Early versions of this strategy proved challenging. To work optimally, the drugs or radio emitters need to firmly attach to antibodies to reduce harm to normal cells and tissues but drop off upon binding to the cancer cells. Now that this has been accomplished, a rapidly increasing number of ADCs and RITs are available for use or are being evaluated in clinical trials. These agents have performed impressively. For example, with Herceptin as a guidance system aimed at HER2, Kadcyla (ado-trastuzumab emtansine) earned FDA approval in 2013 as a treatment for breast cancer with high HER2 levels. In summer 2022, the FDA approved Enhertu (fam-trasutuzumab deruxtecan-nxki) for treating breast cancer with lower HER2 levels.
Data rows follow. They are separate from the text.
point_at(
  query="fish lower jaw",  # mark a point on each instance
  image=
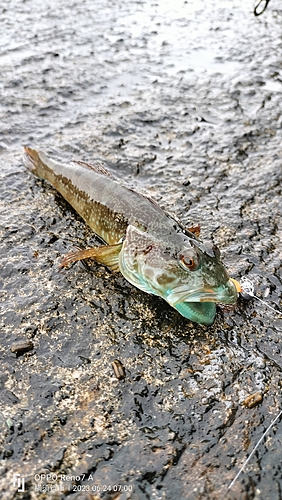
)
(198, 312)
(225, 294)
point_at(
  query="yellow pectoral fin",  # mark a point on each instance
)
(105, 254)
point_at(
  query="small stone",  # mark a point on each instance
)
(252, 400)
(118, 369)
(21, 346)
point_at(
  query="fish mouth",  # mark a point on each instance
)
(223, 294)
(199, 305)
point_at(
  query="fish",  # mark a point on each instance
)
(150, 247)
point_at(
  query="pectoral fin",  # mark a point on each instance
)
(105, 254)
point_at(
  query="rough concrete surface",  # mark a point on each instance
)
(182, 101)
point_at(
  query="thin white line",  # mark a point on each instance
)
(255, 448)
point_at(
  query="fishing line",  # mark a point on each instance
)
(254, 449)
(248, 288)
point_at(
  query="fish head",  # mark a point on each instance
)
(188, 274)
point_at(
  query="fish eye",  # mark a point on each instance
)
(188, 259)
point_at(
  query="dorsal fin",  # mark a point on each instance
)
(97, 167)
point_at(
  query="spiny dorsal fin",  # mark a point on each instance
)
(97, 167)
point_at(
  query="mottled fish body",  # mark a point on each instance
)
(151, 249)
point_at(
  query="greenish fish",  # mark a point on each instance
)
(152, 250)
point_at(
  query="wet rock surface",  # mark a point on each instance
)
(182, 100)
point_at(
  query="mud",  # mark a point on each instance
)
(182, 100)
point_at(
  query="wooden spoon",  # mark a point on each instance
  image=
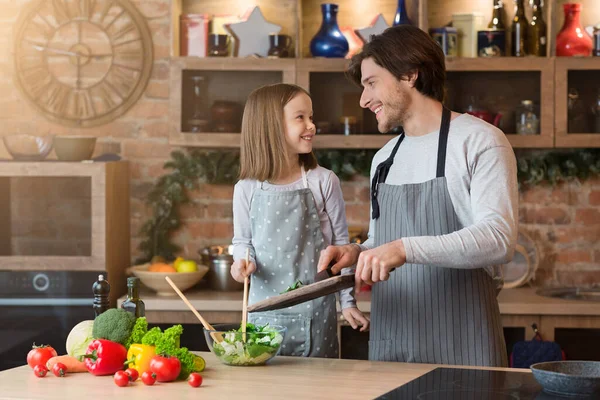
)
(245, 301)
(216, 336)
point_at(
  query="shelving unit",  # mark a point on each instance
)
(510, 79)
(584, 75)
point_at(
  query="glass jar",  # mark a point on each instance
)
(527, 118)
(348, 125)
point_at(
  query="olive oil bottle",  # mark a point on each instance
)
(518, 46)
(537, 31)
(133, 303)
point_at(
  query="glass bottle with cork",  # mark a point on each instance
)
(537, 31)
(497, 21)
(520, 25)
(133, 303)
(101, 290)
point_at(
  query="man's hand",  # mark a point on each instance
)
(239, 270)
(355, 318)
(344, 256)
(376, 264)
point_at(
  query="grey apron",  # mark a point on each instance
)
(424, 313)
(287, 240)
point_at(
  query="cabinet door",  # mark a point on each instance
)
(578, 336)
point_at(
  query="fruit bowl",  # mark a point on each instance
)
(156, 280)
(227, 344)
(24, 147)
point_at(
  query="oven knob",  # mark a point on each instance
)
(41, 282)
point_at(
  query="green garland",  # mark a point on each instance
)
(221, 167)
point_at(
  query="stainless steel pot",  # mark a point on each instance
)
(219, 260)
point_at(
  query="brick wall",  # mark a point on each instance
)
(564, 220)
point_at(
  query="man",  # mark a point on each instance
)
(443, 212)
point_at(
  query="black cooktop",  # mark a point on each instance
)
(469, 384)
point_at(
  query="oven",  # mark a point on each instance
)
(41, 307)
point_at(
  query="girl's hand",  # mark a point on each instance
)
(355, 317)
(239, 270)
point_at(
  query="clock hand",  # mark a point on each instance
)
(57, 51)
(71, 53)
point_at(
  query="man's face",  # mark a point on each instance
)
(383, 94)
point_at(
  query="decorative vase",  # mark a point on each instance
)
(401, 16)
(573, 40)
(329, 41)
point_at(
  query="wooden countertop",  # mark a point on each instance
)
(283, 377)
(521, 301)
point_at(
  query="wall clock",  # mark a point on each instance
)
(82, 63)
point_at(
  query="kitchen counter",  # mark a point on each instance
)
(521, 301)
(283, 377)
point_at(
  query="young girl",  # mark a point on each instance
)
(286, 209)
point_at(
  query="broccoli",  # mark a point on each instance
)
(167, 343)
(137, 333)
(114, 324)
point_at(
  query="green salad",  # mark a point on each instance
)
(262, 342)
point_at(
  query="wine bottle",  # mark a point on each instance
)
(537, 31)
(518, 46)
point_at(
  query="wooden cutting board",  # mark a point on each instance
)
(304, 293)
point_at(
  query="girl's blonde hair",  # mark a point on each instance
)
(264, 153)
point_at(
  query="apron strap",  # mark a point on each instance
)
(443, 142)
(380, 175)
(304, 179)
(382, 170)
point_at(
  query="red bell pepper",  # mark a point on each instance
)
(104, 357)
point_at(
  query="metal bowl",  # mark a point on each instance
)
(568, 378)
(24, 147)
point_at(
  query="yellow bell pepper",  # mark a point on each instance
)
(139, 356)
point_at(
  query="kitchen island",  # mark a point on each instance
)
(282, 378)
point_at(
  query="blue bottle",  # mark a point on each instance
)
(329, 41)
(401, 17)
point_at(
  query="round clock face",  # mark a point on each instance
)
(82, 62)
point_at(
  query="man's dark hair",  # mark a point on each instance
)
(401, 50)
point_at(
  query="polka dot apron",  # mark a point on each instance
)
(287, 239)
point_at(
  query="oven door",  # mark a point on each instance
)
(24, 322)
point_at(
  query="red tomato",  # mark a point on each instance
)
(59, 370)
(121, 378)
(133, 374)
(166, 368)
(39, 355)
(40, 371)
(195, 379)
(148, 378)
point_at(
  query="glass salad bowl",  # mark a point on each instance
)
(262, 343)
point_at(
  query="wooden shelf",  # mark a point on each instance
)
(562, 67)
(206, 139)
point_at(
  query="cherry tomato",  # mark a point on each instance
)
(121, 378)
(195, 379)
(59, 370)
(133, 374)
(39, 355)
(148, 378)
(40, 371)
(166, 368)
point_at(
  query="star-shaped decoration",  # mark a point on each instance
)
(377, 27)
(253, 34)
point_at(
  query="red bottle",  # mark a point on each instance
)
(573, 40)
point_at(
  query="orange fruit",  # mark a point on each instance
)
(161, 267)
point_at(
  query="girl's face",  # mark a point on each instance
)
(299, 128)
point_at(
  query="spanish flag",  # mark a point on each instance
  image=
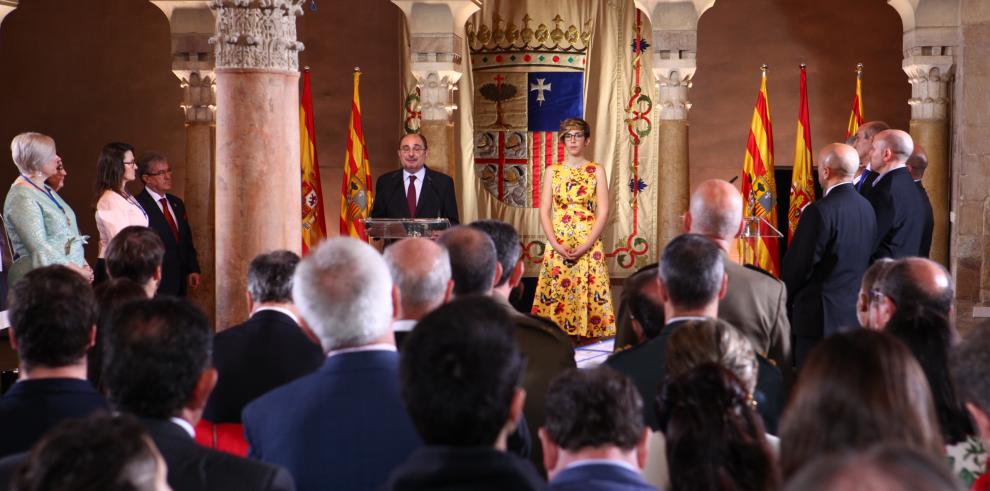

In a lecture delivered more than 100 years ago, Paul Ehrlich, a collaborator of Emil von Behring and also a Nobel laureate, proffered the idea that microbial pathogens could be killed without any harm to the human body, using an agent he termed Zauberkugel (magic bullet). With apologies for using violence and warfare metaphors, the new ADCs and RITs may indeed be magic bullets against cancer.

William G. Nelson, MD, PhD, is the director of the Johns Hopkins Kimmel Cancer Center in Baltimore.